Anterior nosebleeds are common in dry climates or during the winter months when dry, heated indoor air irritates the nasal membranes. Dryness may result in crusting, cracking, and bleeding. This can be prevented by placing a light coating of petroleum jelly or an antibiotic ointment on the end of a fingertip and then rubbing it inside the nose especially on the middle portion of the nose (the septum).
How do I stop an anterior nosebleed?
• Stay calm, or help a young child stay calm. An agitated person may bleed more profusely than someone who’s been reassured and supported.
• Keep the head higher than the level of the heart. Sit up.
• Lean slightly forward so the blood won’t drain in the back of the throat.

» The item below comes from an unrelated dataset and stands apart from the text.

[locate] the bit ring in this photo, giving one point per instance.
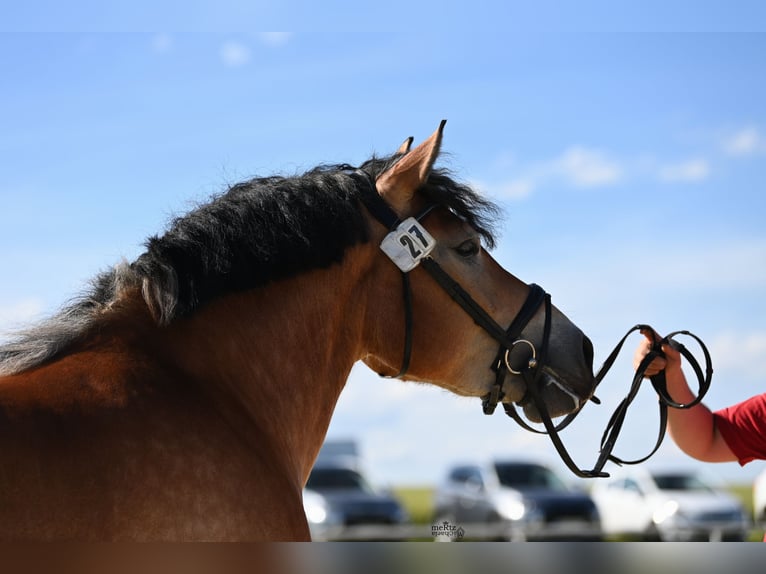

• Gently blow any clotted blood out of the nose. Spray a nasal decongestant in the nose.
• Using the thumb and index finger, pinch all the soft parts of the nose. Do not pack the inside of the nose with gauze or cotton.
• Hold the position for 5 minutes. If it’s still bleeding, hold for an additional 10 minutes.
More rarely, a nosebleed can begin high and deep within the nose and flow down the back of the mouth and throat, even if the patient is sitting or standing. It is important to try to make the distinction between anterior and posterior nosebleeds because posterior bleeds are often more severe and almost always require a physician’s care. Posterior nosebleeds are more likely to occur in older people, people with high blood pressure, and in cases of injury to the nose or face.
Seeking treatment for nosebleeds
Individuals should seek medical advice for frequent nosebleeds as well as those that continue for more than 20 minutes.
King’s Daughters otolaryngologist Greg Baker, M.D., can assist with determining the underlying cause of nosebleeds. He will carefully examine the nose using an endoscope, a tube with a light for seeing inside the nose.
Based upon findings, Dr. Baker may cauterize the vessel or pack the nostril. In cautery, the physician heats the blood vessel with an electric current, silver nitrate, or a laser. If packing is appropriate, he will insert special gauze or an inflatable balloon, which will apply pressure on the blood vessel, causing it to seal.
Should other, more serious conditions be discovered, Dr. Baker will discuss further testing and treatment options.
Tips to prevent nosebleeds
• Keep the lining of the nose moist by gently applying a light coating of petroleum jelly or an antibiotic ointment with a cotton swab three times daily, including at bedtime. Commonly used products include Bacitracin, A and D Ointment, Eucerin, Polysporin, and Vaseline.
• Keep kids’ fingernails short to discourage nose picking.
• Counteract the effects of dry air by using a humidifier.
• Use a saline nasal spray to moisten dry nasal membranes.
• Quit smoking. Smoking dries out the nose and irritates it.
Tips to prevent re-bleeding after initial bleeding has stopped
• Do not pick or blow nose.
• Do not strain or bend down to lift anything heavy.
• Keep head higher than the heart.
If re-bleeding occurs:
• Attempt to clear nose of all blood clots.
• Spray nose four times in the bleeding nostril(s) with a decongestant spray.
• Repeat the steps to stop an anterior nosebleed.
• Call a doctor if bleeding persists after 30 minutes or if nosebleed occurs after an injury to the head.